What’s Wrong with Nagios? (and Monitoring)

Nagios (or its new off-spring, Icinga) is the king of open source monitoring, and there are others like it. So what’s wrong with monitoring? Why does it bug me so?

Nagios is not the complete monitoring solution that many think it is because it can only mark the passing of a threshold: there is basically only two states: good and not good (ignoring “warning” and “unknown” for now).

What monitoring needs is two things: a) time, and b) flexibility.

Time is the ability to look at the change in a process or value over time. Disk I/O might or might not be high – but has it been high for the last twenty minutes or is it just on a peak? Has disk usage been slowly increasing or did it skyrocket in the last minute? This capability can be provided by tools like the System Event Correlator (SEC). The biggest problem with SEC is that it runs by scanning logs; if something isn’t logged SEC won’t see it.

The second thing is what drove me to write: there is no flexibility in these good/not-good checks that Nagios and its ilk provide. There is also not enough flexibility in SEC and others like it.
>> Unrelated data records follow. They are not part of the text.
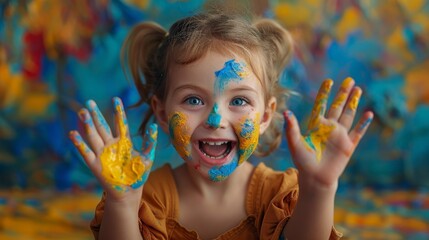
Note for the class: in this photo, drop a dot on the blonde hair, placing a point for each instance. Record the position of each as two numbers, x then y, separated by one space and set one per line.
266 46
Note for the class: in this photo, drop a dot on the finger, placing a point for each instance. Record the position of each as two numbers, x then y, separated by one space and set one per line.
319 108
149 146
341 98
100 122
360 129
349 112
86 153
150 141
121 118
293 132
92 135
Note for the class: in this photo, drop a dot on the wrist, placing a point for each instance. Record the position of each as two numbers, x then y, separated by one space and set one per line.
125 199
308 184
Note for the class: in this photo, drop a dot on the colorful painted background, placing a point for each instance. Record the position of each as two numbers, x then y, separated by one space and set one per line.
55 55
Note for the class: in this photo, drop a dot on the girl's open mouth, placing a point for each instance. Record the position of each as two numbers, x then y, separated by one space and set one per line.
215 152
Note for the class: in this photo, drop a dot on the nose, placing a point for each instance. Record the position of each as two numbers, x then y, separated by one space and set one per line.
214 119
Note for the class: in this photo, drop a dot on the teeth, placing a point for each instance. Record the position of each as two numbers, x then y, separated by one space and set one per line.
219 157
214 143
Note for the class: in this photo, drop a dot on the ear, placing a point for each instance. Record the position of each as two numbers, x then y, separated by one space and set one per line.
270 109
158 108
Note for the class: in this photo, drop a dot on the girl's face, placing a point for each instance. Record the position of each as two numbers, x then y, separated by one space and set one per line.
214 113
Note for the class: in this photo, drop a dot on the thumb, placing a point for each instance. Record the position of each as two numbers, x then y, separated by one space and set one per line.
149 142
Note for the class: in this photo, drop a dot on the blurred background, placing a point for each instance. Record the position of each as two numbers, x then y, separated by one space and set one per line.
55 55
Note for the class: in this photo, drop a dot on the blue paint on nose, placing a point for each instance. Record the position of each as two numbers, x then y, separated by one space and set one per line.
214 117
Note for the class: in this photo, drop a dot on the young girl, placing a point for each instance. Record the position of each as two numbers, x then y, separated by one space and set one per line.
211 82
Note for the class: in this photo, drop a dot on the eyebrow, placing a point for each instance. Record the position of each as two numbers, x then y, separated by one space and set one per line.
198 88
188 86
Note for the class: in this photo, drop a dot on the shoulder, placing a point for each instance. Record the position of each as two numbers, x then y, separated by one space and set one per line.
160 193
268 185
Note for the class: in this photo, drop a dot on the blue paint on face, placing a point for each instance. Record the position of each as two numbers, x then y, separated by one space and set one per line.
214 117
220 173
248 128
232 71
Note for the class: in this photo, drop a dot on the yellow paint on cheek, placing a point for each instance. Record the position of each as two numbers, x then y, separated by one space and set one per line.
342 95
179 134
317 138
248 133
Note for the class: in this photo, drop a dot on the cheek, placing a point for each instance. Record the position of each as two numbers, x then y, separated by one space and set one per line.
247 130
180 134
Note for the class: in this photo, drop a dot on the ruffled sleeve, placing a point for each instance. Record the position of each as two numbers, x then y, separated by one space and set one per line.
158 204
272 198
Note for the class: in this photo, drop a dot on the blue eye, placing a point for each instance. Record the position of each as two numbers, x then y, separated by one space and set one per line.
238 102
193 101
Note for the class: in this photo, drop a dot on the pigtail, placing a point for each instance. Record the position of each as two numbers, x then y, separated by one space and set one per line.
140 58
278 46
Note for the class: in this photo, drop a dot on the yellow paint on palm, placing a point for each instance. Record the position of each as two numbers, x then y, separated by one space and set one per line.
179 134
248 132
320 104
342 94
119 166
317 138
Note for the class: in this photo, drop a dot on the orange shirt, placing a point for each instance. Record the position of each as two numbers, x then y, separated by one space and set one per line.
270 200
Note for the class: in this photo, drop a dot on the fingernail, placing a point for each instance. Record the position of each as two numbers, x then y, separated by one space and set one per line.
89 105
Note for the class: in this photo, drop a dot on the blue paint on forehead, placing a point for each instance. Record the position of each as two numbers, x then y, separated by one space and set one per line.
232 71
214 117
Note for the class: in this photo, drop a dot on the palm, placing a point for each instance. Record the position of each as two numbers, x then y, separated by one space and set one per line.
119 168
324 151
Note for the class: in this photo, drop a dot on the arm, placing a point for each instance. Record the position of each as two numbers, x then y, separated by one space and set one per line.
321 156
121 170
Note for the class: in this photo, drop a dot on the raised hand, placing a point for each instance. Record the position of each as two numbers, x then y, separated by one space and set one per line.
324 151
113 160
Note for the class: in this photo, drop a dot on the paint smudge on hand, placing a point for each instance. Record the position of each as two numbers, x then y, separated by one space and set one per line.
342 94
120 165
317 138
318 133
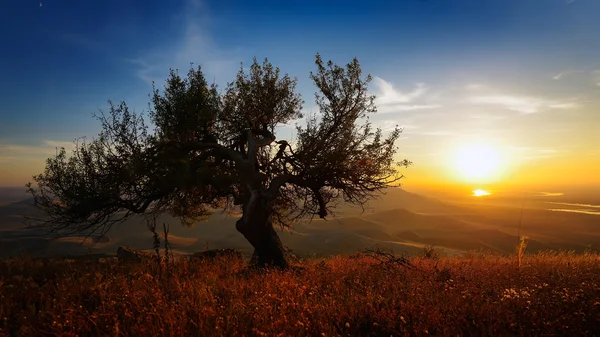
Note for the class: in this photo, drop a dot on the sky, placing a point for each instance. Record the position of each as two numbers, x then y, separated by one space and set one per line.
503 92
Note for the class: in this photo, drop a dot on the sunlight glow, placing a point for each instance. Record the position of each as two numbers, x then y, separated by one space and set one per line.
477 163
480 193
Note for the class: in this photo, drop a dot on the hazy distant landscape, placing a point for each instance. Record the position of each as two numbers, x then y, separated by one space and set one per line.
400 220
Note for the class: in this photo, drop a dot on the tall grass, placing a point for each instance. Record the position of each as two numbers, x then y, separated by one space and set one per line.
558 294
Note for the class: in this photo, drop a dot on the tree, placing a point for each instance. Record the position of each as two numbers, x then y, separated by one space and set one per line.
214 150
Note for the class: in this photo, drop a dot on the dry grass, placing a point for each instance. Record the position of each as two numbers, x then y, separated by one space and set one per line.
549 294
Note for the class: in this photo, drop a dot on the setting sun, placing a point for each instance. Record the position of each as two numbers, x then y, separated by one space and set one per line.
477 163
480 193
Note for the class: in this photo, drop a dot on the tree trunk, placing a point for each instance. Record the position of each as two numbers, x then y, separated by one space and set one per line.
257 228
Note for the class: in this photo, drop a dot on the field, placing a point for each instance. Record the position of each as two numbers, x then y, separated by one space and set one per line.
552 294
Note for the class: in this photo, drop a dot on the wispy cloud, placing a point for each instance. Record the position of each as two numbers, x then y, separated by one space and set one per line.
193 45
565 73
529 153
523 104
390 99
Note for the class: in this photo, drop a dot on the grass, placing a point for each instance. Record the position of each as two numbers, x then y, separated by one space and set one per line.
541 294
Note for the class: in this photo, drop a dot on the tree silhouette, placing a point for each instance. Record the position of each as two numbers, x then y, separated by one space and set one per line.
212 150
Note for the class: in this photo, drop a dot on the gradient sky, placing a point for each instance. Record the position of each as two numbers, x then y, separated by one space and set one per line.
520 76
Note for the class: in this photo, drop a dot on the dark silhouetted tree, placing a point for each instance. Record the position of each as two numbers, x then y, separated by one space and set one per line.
214 150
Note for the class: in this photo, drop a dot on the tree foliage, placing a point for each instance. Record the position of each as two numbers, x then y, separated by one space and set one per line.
212 150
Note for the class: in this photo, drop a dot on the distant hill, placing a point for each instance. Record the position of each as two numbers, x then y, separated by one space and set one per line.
399 219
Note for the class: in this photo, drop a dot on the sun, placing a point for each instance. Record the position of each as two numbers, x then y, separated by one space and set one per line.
480 193
477 163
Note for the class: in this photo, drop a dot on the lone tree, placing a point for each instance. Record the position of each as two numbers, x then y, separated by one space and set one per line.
212 150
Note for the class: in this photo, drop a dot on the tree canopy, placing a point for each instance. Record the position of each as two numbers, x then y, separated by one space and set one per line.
219 150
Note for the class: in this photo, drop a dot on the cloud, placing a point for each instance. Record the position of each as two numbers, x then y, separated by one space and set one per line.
193 44
529 153
523 104
390 96
45 149
558 76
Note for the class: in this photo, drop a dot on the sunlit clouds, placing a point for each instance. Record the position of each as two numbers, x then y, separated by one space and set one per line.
390 99
523 104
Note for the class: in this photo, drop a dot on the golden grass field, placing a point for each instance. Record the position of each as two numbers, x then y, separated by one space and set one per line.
550 294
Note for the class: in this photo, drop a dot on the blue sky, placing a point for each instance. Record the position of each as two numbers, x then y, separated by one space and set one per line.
521 75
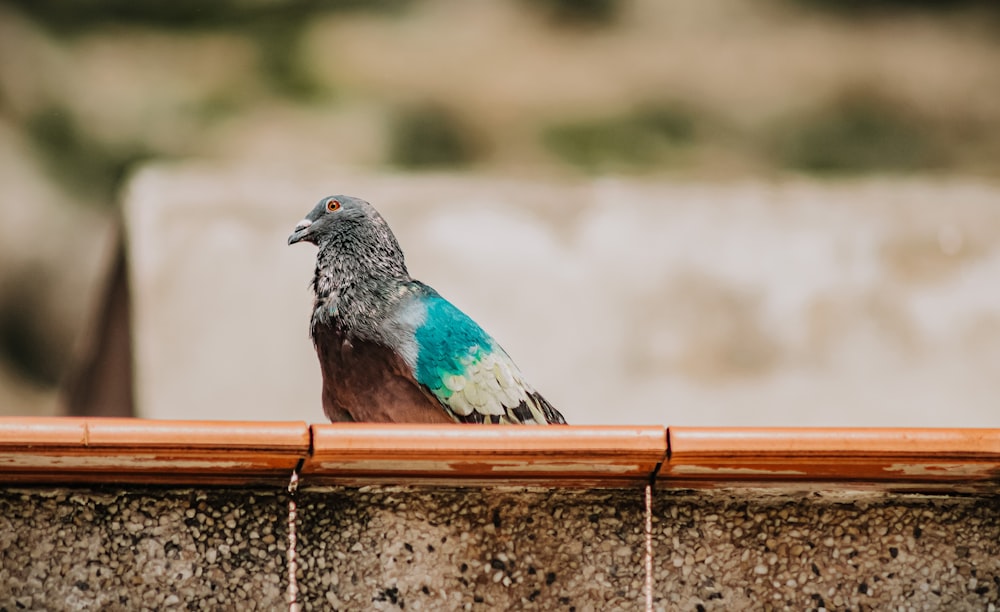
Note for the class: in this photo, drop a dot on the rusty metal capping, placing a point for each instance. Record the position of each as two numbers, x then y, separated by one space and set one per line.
576 455
111 450
898 458
117 450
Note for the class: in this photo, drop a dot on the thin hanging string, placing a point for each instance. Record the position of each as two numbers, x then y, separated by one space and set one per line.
293 585
649 548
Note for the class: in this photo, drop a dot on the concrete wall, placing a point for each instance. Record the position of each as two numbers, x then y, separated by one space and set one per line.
387 548
794 304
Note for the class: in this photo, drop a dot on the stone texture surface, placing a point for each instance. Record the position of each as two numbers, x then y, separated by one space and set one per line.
761 550
484 549
142 550
393 548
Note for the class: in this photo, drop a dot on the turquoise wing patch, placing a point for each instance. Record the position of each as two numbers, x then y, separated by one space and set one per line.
465 369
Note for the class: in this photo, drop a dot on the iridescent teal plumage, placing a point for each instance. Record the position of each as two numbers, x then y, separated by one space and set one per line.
390 347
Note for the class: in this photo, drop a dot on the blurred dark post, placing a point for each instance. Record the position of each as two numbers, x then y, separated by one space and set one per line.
100 382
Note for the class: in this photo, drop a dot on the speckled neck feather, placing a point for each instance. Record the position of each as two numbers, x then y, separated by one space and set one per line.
359 270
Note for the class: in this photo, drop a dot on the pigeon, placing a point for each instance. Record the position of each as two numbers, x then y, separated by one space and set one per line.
390 348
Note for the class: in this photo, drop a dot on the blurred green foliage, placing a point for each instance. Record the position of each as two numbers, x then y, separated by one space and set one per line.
84 15
634 141
431 136
27 343
578 12
77 161
857 133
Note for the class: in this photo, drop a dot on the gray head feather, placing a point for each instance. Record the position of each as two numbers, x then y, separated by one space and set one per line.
360 271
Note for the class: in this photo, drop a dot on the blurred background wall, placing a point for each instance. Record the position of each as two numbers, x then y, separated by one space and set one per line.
646 100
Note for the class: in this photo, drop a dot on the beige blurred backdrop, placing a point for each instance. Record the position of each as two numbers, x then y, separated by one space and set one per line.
724 212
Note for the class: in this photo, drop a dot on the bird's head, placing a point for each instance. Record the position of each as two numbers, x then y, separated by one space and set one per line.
333 217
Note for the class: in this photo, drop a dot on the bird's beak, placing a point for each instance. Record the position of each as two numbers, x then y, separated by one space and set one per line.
301 232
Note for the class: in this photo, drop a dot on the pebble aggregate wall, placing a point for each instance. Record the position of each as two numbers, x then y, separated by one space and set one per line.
501 548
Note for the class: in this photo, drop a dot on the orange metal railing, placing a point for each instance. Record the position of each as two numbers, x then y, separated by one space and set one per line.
80 450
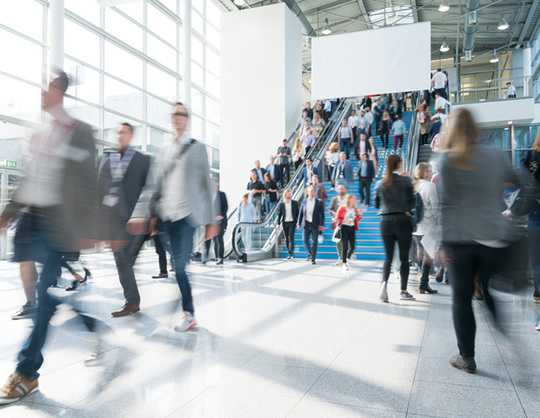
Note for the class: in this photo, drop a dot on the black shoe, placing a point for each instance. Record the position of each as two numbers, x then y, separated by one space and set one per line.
467 364
427 289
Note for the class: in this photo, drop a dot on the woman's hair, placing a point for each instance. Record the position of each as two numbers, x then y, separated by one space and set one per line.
536 143
392 163
348 199
461 135
420 172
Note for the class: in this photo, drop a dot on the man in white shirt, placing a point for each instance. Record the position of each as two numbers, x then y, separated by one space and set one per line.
439 82
511 90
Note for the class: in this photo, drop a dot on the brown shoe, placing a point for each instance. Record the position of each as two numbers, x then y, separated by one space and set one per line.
127 309
16 388
160 276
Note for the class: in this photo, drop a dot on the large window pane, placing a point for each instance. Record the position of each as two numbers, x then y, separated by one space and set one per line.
20 57
123 65
161 83
161 53
89 10
25 16
85 82
123 98
81 43
197 50
159 112
123 29
161 24
20 100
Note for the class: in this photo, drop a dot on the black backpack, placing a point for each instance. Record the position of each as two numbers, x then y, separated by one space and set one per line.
418 211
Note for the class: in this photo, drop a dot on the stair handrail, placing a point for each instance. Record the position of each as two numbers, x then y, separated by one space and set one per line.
329 133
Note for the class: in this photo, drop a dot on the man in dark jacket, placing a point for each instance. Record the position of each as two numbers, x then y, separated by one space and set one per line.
287 218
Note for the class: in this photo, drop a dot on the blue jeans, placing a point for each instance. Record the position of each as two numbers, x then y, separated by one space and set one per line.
30 357
534 245
181 240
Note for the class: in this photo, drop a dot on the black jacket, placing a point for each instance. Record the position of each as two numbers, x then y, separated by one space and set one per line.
282 212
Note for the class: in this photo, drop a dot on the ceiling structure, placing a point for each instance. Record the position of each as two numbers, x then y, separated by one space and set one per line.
344 16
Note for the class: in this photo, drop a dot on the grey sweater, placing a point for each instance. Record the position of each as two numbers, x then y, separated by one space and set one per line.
472 200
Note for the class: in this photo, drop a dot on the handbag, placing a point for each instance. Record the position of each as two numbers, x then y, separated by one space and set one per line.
337 234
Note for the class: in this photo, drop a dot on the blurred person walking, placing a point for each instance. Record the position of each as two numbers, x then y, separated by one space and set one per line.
394 197
125 190
287 218
474 232
60 190
426 235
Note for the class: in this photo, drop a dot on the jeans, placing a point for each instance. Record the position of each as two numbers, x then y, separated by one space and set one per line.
365 184
288 231
311 230
345 146
181 238
348 240
423 261
534 246
466 262
396 228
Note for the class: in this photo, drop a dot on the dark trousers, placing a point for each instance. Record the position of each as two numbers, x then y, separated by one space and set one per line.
365 184
285 172
398 138
348 241
219 246
396 228
181 238
424 261
125 260
311 230
288 231
466 262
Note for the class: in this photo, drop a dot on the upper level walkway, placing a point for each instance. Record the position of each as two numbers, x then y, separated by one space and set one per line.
276 339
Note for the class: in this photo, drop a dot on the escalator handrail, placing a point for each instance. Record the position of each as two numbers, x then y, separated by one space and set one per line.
330 134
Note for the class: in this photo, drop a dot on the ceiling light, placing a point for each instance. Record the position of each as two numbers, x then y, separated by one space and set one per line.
326 30
503 24
444 46
444 7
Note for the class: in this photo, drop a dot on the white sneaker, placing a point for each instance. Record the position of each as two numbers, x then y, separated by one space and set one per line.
383 294
187 323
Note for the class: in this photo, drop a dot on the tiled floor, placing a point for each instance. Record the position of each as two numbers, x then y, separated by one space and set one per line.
276 339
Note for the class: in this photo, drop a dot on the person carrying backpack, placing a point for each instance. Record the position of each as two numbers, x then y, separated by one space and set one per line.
426 216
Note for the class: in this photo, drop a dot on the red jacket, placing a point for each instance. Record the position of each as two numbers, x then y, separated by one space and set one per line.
340 216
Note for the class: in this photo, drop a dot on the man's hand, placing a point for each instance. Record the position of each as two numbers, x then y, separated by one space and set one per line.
137 226
211 231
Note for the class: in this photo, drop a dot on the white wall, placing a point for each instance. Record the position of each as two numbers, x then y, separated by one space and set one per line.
518 111
261 89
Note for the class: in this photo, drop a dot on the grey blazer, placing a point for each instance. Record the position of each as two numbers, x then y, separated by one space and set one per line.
471 200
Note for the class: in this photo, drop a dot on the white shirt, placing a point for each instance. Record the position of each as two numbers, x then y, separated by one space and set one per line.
441 102
310 208
288 212
439 80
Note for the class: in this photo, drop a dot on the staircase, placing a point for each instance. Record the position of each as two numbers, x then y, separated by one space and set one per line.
369 244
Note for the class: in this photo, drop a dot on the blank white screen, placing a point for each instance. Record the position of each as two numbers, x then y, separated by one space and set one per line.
374 61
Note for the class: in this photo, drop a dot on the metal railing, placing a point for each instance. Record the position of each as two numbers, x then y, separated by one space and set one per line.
264 234
492 90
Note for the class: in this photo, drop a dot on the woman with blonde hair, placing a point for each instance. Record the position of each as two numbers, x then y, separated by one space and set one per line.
347 219
394 197
474 232
299 152
426 235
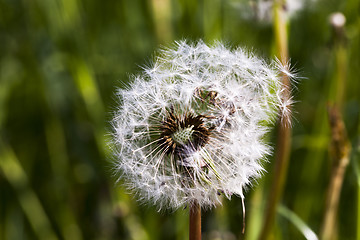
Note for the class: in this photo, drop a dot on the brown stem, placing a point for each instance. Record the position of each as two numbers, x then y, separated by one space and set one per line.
340 150
195 222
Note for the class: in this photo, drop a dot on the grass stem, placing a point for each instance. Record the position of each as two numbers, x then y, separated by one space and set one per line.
195 222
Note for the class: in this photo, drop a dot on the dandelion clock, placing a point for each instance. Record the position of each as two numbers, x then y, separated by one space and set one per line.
189 129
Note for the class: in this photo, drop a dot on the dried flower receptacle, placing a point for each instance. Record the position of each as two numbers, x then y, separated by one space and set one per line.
191 127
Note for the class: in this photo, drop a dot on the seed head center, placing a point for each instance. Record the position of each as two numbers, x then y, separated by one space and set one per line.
183 135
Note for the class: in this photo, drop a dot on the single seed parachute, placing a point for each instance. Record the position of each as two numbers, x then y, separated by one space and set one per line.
190 128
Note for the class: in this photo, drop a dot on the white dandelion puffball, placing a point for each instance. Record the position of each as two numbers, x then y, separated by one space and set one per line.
190 129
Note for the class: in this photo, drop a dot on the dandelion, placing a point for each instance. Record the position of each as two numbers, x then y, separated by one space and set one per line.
190 129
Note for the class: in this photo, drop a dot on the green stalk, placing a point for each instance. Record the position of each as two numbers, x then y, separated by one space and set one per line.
195 222
340 148
284 130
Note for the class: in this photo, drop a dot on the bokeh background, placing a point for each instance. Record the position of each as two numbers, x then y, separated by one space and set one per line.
61 62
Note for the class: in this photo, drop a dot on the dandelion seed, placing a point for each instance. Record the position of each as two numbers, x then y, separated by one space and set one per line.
192 126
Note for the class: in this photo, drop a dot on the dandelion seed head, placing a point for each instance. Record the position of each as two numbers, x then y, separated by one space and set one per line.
191 128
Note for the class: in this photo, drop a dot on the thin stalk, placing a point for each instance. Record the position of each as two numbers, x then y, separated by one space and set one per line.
284 130
340 145
195 222
340 148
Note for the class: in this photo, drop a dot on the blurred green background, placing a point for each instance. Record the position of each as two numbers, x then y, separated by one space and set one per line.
61 62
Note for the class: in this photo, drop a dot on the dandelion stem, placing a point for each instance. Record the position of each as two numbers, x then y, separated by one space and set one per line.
284 130
195 222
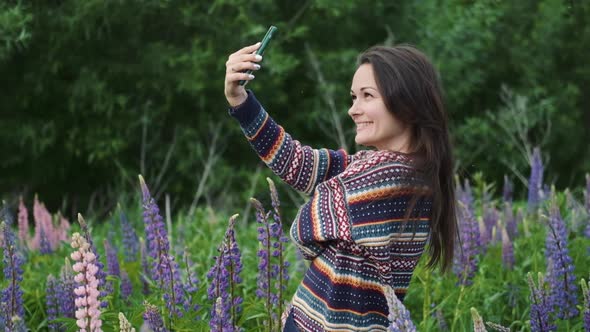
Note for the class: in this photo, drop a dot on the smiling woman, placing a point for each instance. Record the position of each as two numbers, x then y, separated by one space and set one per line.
354 229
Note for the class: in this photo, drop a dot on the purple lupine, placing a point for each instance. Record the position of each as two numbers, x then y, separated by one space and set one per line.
152 317
440 318
561 278
587 205
508 190
265 271
164 268
586 295
399 316
218 291
126 286
130 238
12 295
465 261
225 276
23 222
535 180
281 268
51 302
145 267
510 220
541 307
507 250
191 285
478 325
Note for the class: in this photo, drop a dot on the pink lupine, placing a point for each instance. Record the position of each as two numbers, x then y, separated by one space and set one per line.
87 304
23 222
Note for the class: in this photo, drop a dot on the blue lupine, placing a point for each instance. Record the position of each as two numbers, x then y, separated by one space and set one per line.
130 239
13 273
561 278
535 180
541 306
510 221
145 267
280 269
224 276
152 317
586 311
126 286
507 250
508 190
191 286
465 260
51 302
164 269
399 316
265 271
45 245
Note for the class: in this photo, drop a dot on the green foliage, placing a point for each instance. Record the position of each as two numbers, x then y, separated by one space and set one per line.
95 91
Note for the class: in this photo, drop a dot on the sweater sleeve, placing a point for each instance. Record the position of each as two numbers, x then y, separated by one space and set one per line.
300 166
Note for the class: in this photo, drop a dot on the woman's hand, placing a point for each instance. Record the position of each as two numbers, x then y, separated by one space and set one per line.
237 62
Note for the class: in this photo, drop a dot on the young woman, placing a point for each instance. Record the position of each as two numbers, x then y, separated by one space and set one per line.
372 213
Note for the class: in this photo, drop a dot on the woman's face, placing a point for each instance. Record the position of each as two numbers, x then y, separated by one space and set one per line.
375 125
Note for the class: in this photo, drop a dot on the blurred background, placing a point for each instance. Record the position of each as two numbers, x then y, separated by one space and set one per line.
95 92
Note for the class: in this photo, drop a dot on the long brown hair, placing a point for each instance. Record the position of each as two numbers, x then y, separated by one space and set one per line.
412 92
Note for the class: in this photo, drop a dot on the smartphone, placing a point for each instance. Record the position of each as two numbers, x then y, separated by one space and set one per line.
262 47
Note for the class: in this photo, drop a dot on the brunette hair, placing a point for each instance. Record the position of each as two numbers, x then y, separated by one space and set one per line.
412 92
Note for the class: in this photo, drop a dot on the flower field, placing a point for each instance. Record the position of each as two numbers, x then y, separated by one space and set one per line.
522 265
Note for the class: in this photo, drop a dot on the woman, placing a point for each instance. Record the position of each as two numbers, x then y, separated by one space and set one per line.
371 213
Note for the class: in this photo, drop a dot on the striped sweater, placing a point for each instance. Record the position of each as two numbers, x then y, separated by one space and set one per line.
351 227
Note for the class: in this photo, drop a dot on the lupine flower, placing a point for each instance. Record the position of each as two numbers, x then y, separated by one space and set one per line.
498 327
51 302
124 325
507 250
65 291
478 325
541 306
126 286
265 272
561 278
23 222
586 295
465 261
191 286
164 269
130 238
145 267
399 316
281 268
508 190
536 179
587 204
152 317
44 245
87 304
510 221
101 275
12 295
225 277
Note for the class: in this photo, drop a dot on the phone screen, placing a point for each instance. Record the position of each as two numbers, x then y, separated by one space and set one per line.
262 47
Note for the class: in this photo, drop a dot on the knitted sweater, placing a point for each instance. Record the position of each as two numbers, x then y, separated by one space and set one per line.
351 228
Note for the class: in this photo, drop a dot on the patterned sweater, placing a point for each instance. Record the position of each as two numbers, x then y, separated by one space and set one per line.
351 228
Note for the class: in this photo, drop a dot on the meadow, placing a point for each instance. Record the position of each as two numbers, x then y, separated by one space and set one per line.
522 266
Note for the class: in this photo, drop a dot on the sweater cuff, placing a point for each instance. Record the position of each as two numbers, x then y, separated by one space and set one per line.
247 111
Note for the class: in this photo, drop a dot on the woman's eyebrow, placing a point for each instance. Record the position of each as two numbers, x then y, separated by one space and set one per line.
363 88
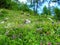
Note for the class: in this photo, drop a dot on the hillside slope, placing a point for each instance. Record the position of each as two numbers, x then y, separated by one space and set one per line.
23 28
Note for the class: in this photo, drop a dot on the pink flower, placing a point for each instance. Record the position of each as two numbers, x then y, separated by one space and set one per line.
49 43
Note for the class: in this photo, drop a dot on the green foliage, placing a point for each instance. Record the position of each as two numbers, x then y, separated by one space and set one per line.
57 13
40 31
46 11
5 3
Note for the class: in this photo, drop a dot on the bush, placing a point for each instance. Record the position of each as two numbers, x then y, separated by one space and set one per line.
57 13
5 3
46 11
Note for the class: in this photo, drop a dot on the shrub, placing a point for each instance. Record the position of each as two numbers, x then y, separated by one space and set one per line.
5 3
46 11
57 13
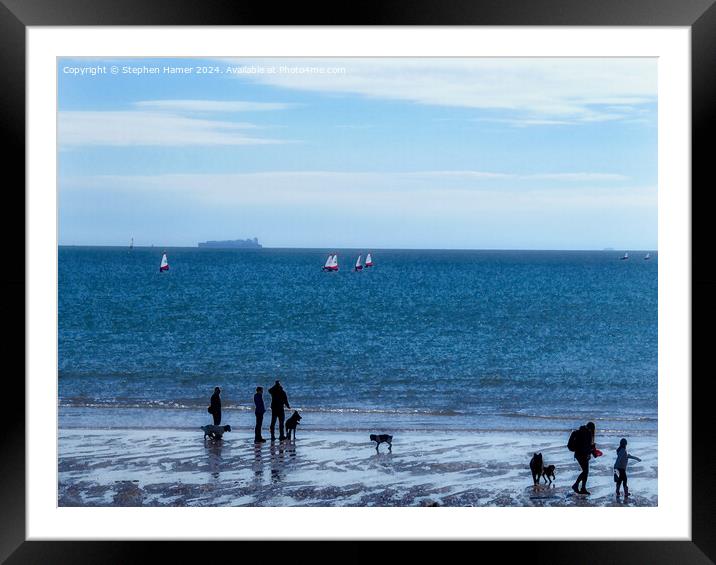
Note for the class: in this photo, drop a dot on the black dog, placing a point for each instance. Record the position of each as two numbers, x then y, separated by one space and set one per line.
537 467
547 473
291 424
215 432
382 438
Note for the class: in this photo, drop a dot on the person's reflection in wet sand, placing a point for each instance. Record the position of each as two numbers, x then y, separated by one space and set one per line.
258 464
277 462
214 448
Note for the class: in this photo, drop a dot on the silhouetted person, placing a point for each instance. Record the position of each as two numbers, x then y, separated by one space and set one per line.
582 453
620 466
278 401
215 406
260 410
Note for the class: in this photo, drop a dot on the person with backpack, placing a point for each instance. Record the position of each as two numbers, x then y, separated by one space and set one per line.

What is needed is a pattern recognition system – one that says, this load is not like the others that the system has experienced at this time in the past. If you look at a chart of system load on an average server (with users or developers on it) you’ll see that the load rises in the morning and decreases at closing time. When using Nagios, the load is either good or bad – with a single value. Yet a moderately heavy load could be a danger sign at 3 a.m. but not at 11 a.m. Likewise, having 30 users logged in is not a problem at 3 p.m. on a Tuesday – but could be a big problem at 3 p.m. on a Sunday.

What we really need is a learning system that can match the current information from the system with recorded information from the past – matched by time.

It’s always been said that open source is driven by someone “scratching an itch.” This sounds like mine…

18 thoughts on “What’s Wrong with Nagios? (and Monitoring)”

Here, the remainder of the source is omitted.